Thursday, May 14, 2020

New Research: How Timing Affects Low-Income and Aged Bill Payers

New research described in the Bulletin on Retirement and Disability published by the National Bureau of Economic Research provides new support for thinking about ways to help maximize use of benefits to pay for core living expenses.  Researchers Lint Barrage (UC Santa Barbara), Ian Chin (Michigan), Eric Chin (Dartmouth),and Justine Hastings (Brown) examine how timing of receipt of Supplemental Nutrition Assistance Program (SNAP) benefits affects a household's ability and success in paying for utilities, such as electric bills.  They observe:

Our results suggest that, for low income households, timing of income from government benefits and the timing of bills due may have long-run consequences.
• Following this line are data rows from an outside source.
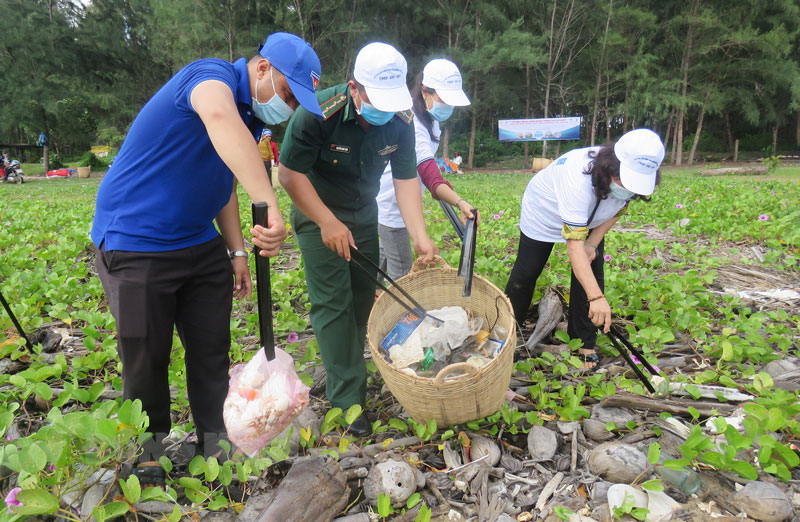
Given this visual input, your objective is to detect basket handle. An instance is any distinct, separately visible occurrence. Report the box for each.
[408,255,450,274]
[433,363,481,386]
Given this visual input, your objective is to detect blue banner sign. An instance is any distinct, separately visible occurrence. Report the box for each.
[497,116,581,141]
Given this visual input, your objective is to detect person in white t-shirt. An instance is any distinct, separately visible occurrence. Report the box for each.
[376,58,473,279]
[505,129,664,366]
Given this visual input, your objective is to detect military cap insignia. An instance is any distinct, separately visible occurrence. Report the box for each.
[319,94,347,120]
[395,110,414,125]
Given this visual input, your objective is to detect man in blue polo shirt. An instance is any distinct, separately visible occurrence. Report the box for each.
[91,33,322,483]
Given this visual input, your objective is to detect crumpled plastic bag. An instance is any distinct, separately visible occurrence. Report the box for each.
[227,348,311,457]
[389,306,483,369]
[417,306,483,360]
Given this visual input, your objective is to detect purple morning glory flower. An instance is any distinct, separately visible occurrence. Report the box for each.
[5,488,22,514]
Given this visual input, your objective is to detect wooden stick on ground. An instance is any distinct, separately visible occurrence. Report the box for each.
[599,392,736,417]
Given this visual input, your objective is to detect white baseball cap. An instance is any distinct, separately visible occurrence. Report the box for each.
[353,42,412,112]
[614,129,665,196]
[422,58,470,107]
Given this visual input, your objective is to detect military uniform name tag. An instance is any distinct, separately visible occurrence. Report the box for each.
[331,143,350,154]
[378,145,397,156]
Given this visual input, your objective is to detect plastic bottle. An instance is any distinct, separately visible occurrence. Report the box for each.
[656,465,703,495]
[418,348,434,372]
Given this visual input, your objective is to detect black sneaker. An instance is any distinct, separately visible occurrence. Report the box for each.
[347,413,372,438]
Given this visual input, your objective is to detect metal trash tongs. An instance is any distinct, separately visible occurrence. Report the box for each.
[252,201,275,361]
[458,208,478,297]
[0,292,33,352]
[439,199,478,297]
[598,324,658,393]
[439,199,464,242]
[350,246,444,323]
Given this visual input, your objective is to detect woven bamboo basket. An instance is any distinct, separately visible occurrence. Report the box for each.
[367,255,517,426]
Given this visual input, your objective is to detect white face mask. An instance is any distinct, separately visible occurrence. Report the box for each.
[252,69,294,125]
[609,181,636,201]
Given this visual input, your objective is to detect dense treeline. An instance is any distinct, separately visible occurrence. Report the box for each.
[0,0,800,165]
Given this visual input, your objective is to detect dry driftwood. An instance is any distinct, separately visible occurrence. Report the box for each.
[258,457,350,522]
[600,392,736,417]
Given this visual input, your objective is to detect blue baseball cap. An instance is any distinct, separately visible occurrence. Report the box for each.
[258,33,322,118]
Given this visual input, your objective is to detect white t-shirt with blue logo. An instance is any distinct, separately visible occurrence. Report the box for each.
[519,147,625,243]
[375,115,442,228]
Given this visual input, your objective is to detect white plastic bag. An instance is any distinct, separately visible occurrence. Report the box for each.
[227,348,311,457]
[418,306,483,360]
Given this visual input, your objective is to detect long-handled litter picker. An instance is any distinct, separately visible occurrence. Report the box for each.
[0,284,33,352]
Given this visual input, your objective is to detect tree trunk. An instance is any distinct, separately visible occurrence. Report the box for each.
[522,64,531,169]
[725,112,733,153]
[542,0,558,158]
[467,99,478,168]
[794,111,800,147]
[688,104,708,165]
[589,0,614,147]
[670,115,680,164]
[675,0,700,165]
[467,11,480,168]
[622,82,631,134]
[772,125,778,156]
[228,0,234,62]
[689,87,714,165]
[664,107,675,155]
[603,74,611,142]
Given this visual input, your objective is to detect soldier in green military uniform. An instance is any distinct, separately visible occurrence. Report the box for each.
[278,42,437,436]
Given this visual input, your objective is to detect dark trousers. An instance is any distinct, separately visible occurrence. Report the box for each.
[505,233,605,349]
[97,236,233,460]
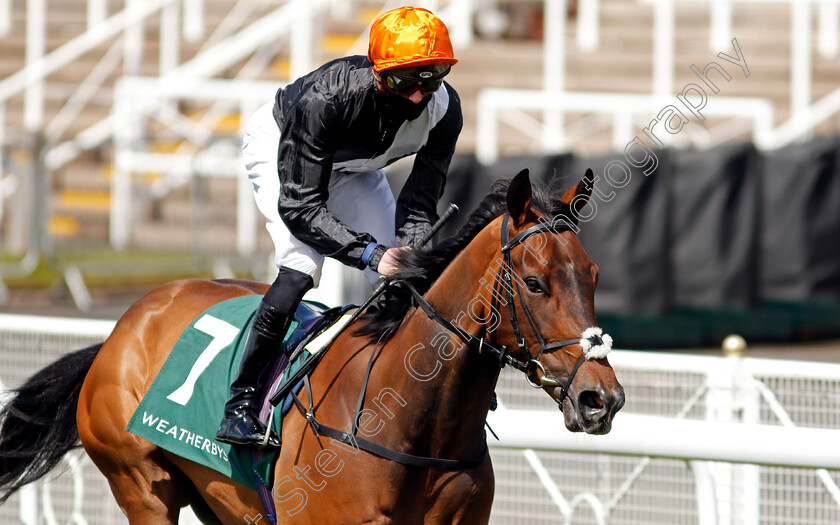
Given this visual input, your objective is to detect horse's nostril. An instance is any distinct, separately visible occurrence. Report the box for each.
[578,390,604,411]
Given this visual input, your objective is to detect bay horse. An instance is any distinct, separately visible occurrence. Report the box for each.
[0,170,624,525]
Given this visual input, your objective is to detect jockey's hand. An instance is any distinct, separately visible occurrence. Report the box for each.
[376,246,411,277]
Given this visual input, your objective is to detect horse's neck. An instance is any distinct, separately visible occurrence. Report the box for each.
[383,225,506,457]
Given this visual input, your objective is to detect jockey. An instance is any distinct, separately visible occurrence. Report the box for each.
[216,7,462,445]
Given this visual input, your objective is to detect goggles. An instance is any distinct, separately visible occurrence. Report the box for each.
[382,64,452,95]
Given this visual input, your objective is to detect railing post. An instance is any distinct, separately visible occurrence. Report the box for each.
[721,335,761,525]
[790,2,811,128]
[0,0,12,36]
[289,0,315,79]
[653,0,674,97]
[23,0,47,133]
[542,0,567,151]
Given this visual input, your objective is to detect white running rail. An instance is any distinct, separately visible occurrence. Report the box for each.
[0,315,840,525]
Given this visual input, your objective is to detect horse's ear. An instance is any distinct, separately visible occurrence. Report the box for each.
[560,168,595,224]
[507,169,533,227]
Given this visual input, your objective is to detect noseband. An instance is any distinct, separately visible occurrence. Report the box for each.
[406,213,612,410]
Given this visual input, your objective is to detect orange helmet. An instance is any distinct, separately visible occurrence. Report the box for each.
[368,6,458,72]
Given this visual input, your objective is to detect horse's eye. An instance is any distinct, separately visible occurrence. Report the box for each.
[525,277,545,294]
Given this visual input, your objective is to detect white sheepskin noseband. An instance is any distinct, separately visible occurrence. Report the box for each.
[580,326,612,359]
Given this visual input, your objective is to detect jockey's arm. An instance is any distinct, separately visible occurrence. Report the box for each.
[395,85,463,246]
[277,98,385,269]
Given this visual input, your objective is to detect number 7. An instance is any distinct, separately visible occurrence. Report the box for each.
[166,314,239,405]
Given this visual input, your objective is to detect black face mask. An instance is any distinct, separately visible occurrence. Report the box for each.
[385,89,432,120]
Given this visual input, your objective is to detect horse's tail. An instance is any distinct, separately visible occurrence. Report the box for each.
[0,343,102,504]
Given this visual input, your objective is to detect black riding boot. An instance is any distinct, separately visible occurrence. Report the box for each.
[216,268,312,446]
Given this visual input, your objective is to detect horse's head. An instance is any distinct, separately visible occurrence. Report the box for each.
[495,170,624,434]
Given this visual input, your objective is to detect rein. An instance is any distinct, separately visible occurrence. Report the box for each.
[282,214,612,470]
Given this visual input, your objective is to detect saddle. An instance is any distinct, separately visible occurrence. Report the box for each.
[259,301,357,423]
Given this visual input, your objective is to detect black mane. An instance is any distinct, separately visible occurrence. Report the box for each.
[355,179,570,340]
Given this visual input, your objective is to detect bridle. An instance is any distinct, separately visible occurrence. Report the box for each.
[286,210,612,470]
[405,213,611,410]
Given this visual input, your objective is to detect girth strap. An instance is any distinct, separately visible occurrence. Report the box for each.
[292,372,488,470]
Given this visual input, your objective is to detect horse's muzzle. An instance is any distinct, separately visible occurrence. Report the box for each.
[559,386,624,434]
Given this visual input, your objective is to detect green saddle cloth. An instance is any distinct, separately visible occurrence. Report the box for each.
[126,295,308,489]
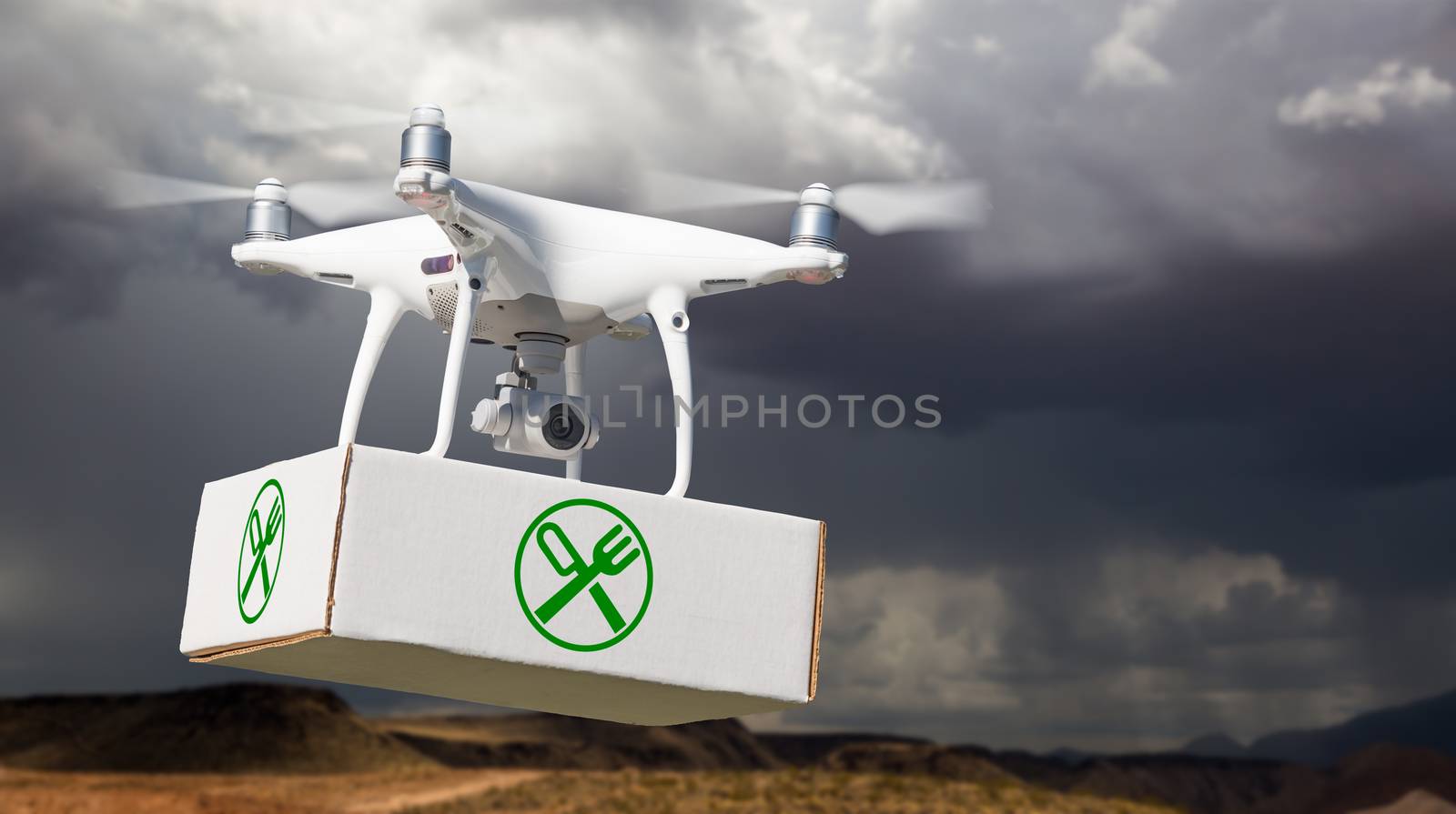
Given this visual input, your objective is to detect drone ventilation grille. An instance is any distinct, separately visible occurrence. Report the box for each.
[428,283,486,339]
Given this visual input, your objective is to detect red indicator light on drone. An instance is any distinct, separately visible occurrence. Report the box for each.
[420,255,454,274]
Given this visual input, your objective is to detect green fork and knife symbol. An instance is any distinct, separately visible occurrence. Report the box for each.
[536,523,641,633]
[238,498,282,600]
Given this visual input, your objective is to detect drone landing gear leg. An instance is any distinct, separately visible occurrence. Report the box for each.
[646,288,693,498]
[339,290,405,447]
[425,278,480,457]
[562,344,587,480]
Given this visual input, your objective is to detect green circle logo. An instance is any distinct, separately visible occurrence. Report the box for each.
[238,480,286,625]
[515,498,652,652]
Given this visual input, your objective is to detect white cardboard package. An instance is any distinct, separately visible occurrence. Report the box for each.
[180,444,824,724]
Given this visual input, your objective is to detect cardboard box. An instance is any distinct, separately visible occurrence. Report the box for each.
[180,446,824,724]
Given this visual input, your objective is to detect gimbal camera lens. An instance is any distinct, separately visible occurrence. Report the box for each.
[541,403,587,450]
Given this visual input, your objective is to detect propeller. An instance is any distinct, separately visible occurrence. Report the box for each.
[100,170,420,228]
[638,170,990,235]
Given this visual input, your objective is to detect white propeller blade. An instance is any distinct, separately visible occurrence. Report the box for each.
[100,170,253,210]
[834,181,990,235]
[288,179,420,228]
[638,170,990,235]
[639,170,799,213]
[212,89,410,136]
[100,170,420,228]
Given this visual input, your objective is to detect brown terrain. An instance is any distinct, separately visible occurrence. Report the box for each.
[0,685,1456,814]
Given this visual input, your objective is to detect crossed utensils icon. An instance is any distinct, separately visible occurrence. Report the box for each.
[536,523,642,633]
[238,498,282,601]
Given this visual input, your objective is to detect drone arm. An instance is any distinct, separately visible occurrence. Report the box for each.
[425,274,480,457]
[648,288,693,498]
[339,288,405,447]
[562,344,587,480]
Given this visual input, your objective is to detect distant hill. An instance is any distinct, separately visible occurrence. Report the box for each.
[1179,732,1249,758]
[374,712,784,769]
[1249,690,1456,766]
[1309,744,1456,814]
[8,685,1456,814]
[1350,789,1456,814]
[755,732,930,766]
[0,685,431,773]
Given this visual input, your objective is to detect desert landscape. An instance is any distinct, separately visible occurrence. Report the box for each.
[0,685,1456,814]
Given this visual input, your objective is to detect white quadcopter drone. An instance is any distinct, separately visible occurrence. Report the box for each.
[112,105,985,497]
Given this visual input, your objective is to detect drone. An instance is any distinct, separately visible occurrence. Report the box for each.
[109,105,986,497]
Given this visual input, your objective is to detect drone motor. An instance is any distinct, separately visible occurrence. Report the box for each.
[789,184,839,250]
[399,105,450,172]
[243,177,293,243]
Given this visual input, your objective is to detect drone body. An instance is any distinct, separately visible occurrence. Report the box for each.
[233,106,849,497]
[109,105,986,497]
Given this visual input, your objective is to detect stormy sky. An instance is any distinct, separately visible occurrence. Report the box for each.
[0,0,1456,750]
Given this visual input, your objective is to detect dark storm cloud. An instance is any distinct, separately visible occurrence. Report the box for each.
[0,0,1456,747]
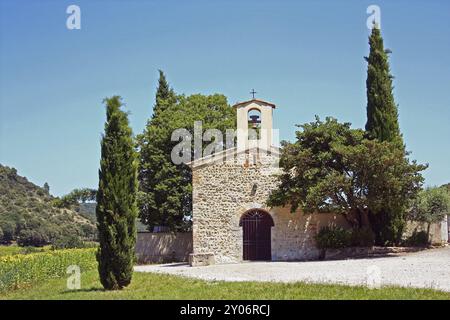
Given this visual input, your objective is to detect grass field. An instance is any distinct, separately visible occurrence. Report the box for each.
[0,270,450,300]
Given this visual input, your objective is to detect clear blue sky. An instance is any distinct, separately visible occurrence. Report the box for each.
[0,0,450,195]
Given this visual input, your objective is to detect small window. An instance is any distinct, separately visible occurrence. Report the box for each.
[247,109,261,140]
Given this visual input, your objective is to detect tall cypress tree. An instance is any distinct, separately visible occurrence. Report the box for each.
[365,26,406,245]
[96,96,138,290]
[365,27,402,143]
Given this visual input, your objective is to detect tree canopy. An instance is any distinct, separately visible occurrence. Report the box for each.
[138,73,236,231]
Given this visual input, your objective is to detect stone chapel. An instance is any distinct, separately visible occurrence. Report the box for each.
[189,99,345,266]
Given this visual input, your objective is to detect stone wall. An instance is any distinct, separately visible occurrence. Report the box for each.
[136,232,192,264]
[270,208,348,261]
[403,216,449,245]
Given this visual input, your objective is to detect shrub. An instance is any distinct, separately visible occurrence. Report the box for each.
[0,248,97,291]
[351,227,375,247]
[405,230,429,246]
[315,226,352,249]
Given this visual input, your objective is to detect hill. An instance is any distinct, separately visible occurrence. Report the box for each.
[0,164,96,246]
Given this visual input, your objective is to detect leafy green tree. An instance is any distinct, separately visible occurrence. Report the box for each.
[268,118,426,235]
[138,72,236,231]
[409,187,450,237]
[96,96,138,290]
[365,27,407,245]
[53,188,97,209]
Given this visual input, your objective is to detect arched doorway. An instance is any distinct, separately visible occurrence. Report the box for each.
[239,209,274,260]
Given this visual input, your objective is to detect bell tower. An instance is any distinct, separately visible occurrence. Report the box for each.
[233,99,275,152]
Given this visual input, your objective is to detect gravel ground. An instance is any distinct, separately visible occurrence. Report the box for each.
[135,247,450,291]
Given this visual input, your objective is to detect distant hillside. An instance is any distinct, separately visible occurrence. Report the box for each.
[75,202,148,232]
[0,164,96,245]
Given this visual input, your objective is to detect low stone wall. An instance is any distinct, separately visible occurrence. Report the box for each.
[403,216,449,245]
[136,232,192,264]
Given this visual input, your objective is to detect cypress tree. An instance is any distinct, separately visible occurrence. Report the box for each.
[153,70,176,118]
[96,96,138,290]
[365,26,406,245]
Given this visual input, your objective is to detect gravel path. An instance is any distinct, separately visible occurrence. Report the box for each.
[134,247,450,292]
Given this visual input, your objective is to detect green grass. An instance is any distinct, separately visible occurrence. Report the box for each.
[0,270,450,300]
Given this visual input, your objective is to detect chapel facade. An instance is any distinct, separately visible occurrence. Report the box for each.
[189,99,346,266]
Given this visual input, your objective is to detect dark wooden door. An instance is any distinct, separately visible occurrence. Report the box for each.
[240,210,273,260]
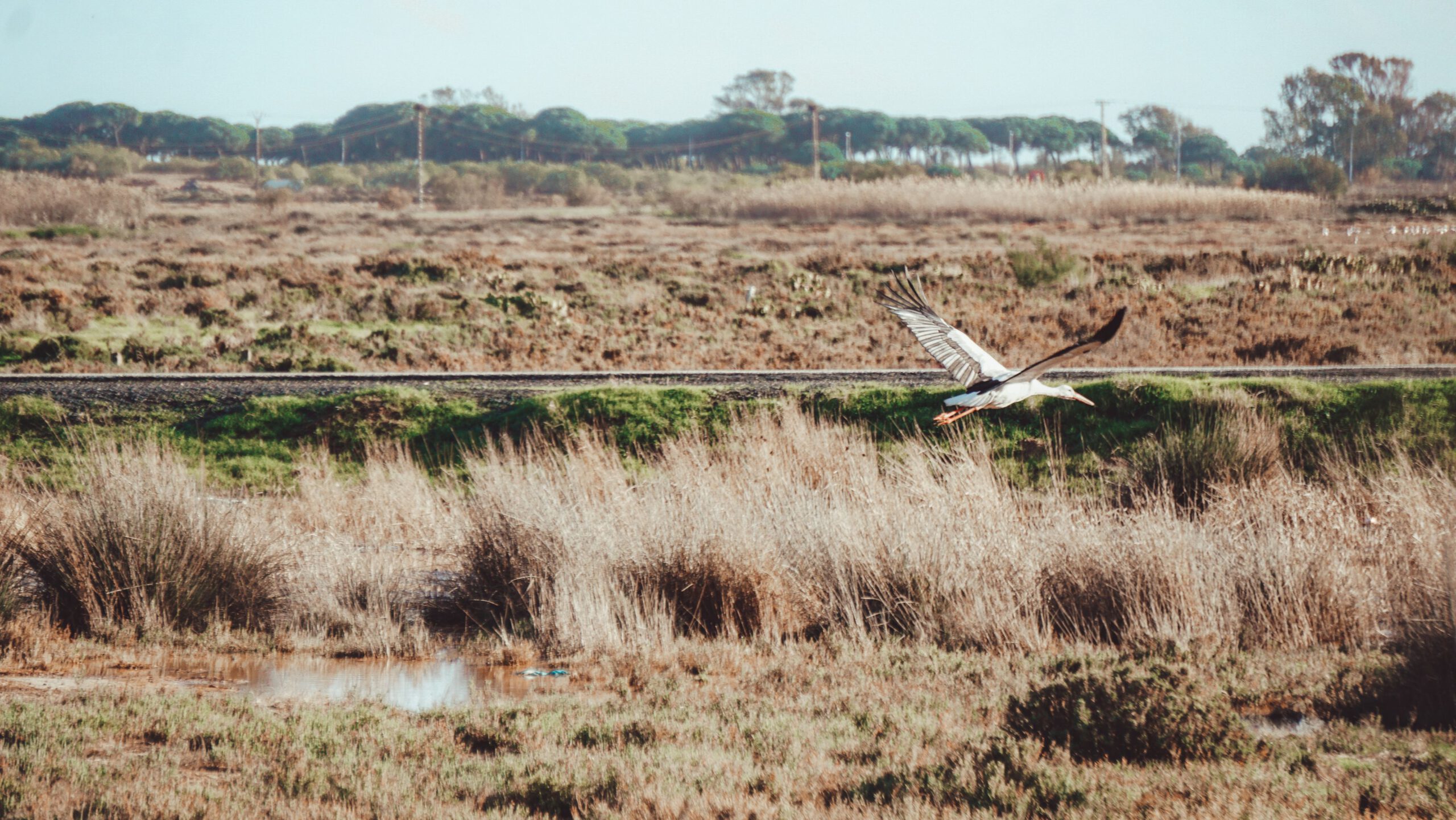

If bills are not received when income is received, households are more likely to miss payments, which may compound into disconnections which may further impact family financial and health outcomes.

 

These results add to a growing literature suggesting that government benefits programs and/or private industry innovate in ways to help low income households balance budgets throughout the month and avoid potential poverty traps. In the case of electricity bills, moving bill receipt to coincide with SNAP benefits receipt could improve repayment rates. This could help low income families avoid poverty traps, but also lower electricity rates for all rate payers in regulated markets, since collection and electricity service disruption are costly and must be covered by regulated electricity rates. Further research is needed to implement and measure the impact of changes in timing of bill receipt through, for example, a randomized controlled trial, and to expand the outcome measures of impact to include measures of financial well being such as credit scores. 

For more, read How Bill Timing Affects Low-Income and Aged Households, NBER RDRC Working Paper 19-09) and the Bulletin summary

Our thanks to George Washington Law Professor Naomi Cahn for this reference.  I suspect that the timing of core household bills and public receipt of pandemic-driven federal stimulus payments would make for another interesting study.